Accountability, responsibility and transparency (A.R.T.) are key factors for public confidence and unfortunately trust in this sector in particular is extremely low due to so many cases just like ours.
The Alphabet project aims to bring about important changes to the social care system. This will include how Local Authorities and their governing bodies are addressing the issues within Serious Case Reviews, their procedures and their processes, including the complaints process.
In the ‘Our Story’ section you can read about the serious concerns that arose during our family’s involvement with Wiltshire Council Child Services after Ethan died. Although we found it relatively easy to raise complaints with Wiltshire Council and the Governing bodies, it was impossible to get them to investigate anything at all before they each closed each complaint. We hope to gather information on a large scale in regards to the complaints procedures of Child protection services and their governing bodies. We will then use this data to campaign for the changes that need to happen.
We urge anyone that has had issues with any child protection organisations and their complaints processes, to contact us via the website.

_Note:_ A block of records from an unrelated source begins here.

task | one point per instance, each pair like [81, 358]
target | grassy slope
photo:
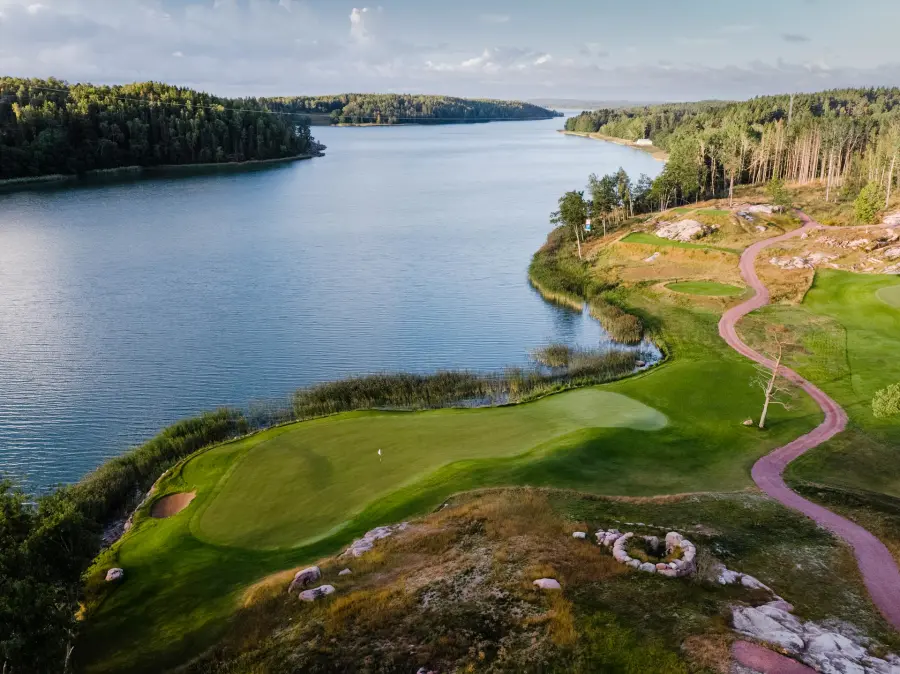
[179, 591]
[652, 239]
[295, 487]
[849, 337]
[705, 288]
[474, 562]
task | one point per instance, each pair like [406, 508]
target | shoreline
[657, 153]
[61, 179]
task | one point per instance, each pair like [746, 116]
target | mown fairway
[705, 288]
[890, 296]
[303, 483]
[847, 330]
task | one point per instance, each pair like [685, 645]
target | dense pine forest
[848, 139]
[52, 127]
[407, 109]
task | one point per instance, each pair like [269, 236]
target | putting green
[705, 288]
[890, 295]
[304, 483]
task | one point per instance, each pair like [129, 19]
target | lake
[126, 306]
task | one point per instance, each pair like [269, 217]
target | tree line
[407, 108]
[847, 139]
[53, 127]
[611, 199]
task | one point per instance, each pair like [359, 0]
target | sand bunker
[171, 504]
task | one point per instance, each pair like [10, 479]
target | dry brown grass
[709, 652]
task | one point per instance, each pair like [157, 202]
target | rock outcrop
[675, 545]
[547, 584]
[304, 578]
[316, 593]
[362, 545]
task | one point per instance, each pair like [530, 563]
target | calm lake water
[124, 307]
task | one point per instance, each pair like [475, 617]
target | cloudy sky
[597, 49]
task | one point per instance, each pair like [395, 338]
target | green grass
[295, 485]
[705, 288]
[180, 588]
[849, 341]
[890, 296]
[653, 240]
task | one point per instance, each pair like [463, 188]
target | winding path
[877, 566]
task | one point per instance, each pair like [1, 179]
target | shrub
[886, 402]
[869, 203]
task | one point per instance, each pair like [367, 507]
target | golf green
[304, 483]
[705, 288]
[890, 295]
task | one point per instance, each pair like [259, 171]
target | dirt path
[877, 566]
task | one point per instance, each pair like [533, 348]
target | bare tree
[776, 389]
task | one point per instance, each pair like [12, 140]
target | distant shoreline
[655, 152]
[13, 184]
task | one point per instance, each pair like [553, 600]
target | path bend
[877, 566]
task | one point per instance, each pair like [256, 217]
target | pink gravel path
[877, 566]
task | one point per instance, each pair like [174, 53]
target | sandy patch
[171, 504]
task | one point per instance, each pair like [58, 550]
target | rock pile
[684, 230]
[316, 593]
[547, 584]
[364, 544]
[831, 651]
[675, 544]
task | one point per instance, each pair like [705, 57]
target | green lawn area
[303, 483]
[653, 240]
[260, 495]
[705, 288]
[849, 336]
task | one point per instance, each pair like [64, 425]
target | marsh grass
[622, 327]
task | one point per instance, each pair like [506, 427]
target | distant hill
[586, 104]
[51, 127]
[405, 109]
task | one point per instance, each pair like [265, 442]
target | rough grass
[298, 483]
[180, 592]
[454, 592]
[849, 339]
[623, 327]
[705, 288]
[653, 240]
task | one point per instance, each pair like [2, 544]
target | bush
[869, 203]
[886, 402]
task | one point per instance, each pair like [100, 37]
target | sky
[647, 50]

This includes any social workers that have tried to raise concerns within their organisation. Please redact any personal information about children before contacting us.
The whole point of an efficient complaint’s process, is to learn and improve as well as making sure mistakes are not being repeated. Sadly from our own experience, this is not happening in Wiltshire at the very least and could suggest why some mistakes in Ethan’s Serious Case Review were repeated with his siblings. The lack of accountability and responsibility is not only unsettling but is extremely negligent, especially from a service tasked with protecting children.
We aim to change how serious issues like ours are processed and responded to by Local Authorities (including regulatory bodies), through :
- Working with the public to gather large-scale data collection
- Identifying any concerns from the data collected
- Collating and processing feedback from the data
- Ensuring data collected is ethically and responsibly shared in order to create transparency and awareness
- Aim to provide significant support for those in need [This will also extend to social workers that have been mistreated after whistleblowing]
Our first task was to address the issue of gender discrimination in our case, to see what would be done about this.
Below is the response from Lucy Townsend, Director of People at Wiltshire Council;
16 th January 2023
Dear Mr Turvey
Thank you for taking the time to write.
I’m responding on behalf of the Safeguarding Vulnerable People Partnership (SVPP) which is the
name of the multiagency safeguarding arrangements in Wiltshire where the Council, Police and
health partners work together to look at safeguarding practice within Wiltshire.
The Safeguarding Vulnerable People Partnership has been working hard to improve how we work
with fathers, something which is recognised nationally as an area where change is needed.
You raise important points to ensure there is no gender discrimination against fathers. I wanted to
share with you some of the actions that have been taken so far in Wiltshire.
We have established a multi-agency Safeguarding Under 1s group, specifically focussed on improving
how we work with this age group and working with fathers is a key part of this work. This includes
the ‘Dads Matter Too’ programme which is providing early and intensive support from a range of
agencies to fathers and males who have a caring role. A group of fathers are involved in the project.
The experience and voice of fathers has helped inform the work of this project and learning will be
shared widely with practitioners following the formal external evaluation of the project in the coming
The Local Authority is also taking part in a national research project this year with the Fatherhood
Institute and CASCADE (The Children’s Social Care Research and Development Centre, based at
Cardiff University), to improve engagement with fathers and father-figures (including stepfathers,
mothers’ boyfriends, and other significant men in children’s lives), by local authority children’s
We have also asked all agencies to consider how they can improve their engagement with and
support for fathers and males who have caring roles as part of this ongoing work.
I hope this has provided you with useful information and thank you again for taking the time to write.
Lucy Townsend, Chair of the Safeguarding Vulnerable People Partnership and
Director of People, Wiltshire Council
BODYCAMS FOR SOCIAL WORKERS
We are also supporting the petition created by Arthur Labinjo-Hughe’s family, campaigning for bodycams to be worn by social workers. Throughout our family’s involvement with child services after Ethan died, we learned that we had to record all interactions between ourselves and the social workers. This was due to the extremely large amount of discrepancies between what was being said in person, to what was being written in official reports. Ultimately false information in reports can be extremely detrimental to the children in these cases. We believe Bodycams would put an end to inaccurate reporting of cases and reduce the stress of writing up reports from notes each day.
We understand that social workers have immense amounts of cases to deal with and it would be understandable if recounting some of these at the end of the day from notes, could result in some information about cases becoming mixed up. There is software available that can immediately transcribe voice recordings or videos, which we feel would be extremely helpful and efficient for the professionals involved. This would save time and create extremely accurate accounts of interactions that could be reviewed by management if needed. This would also protect social workers and the members of public they are dealing with, much like the police. We also feel it is important that the families involved with child services are clearly informed that they are within their rights to record their interactions with social workers.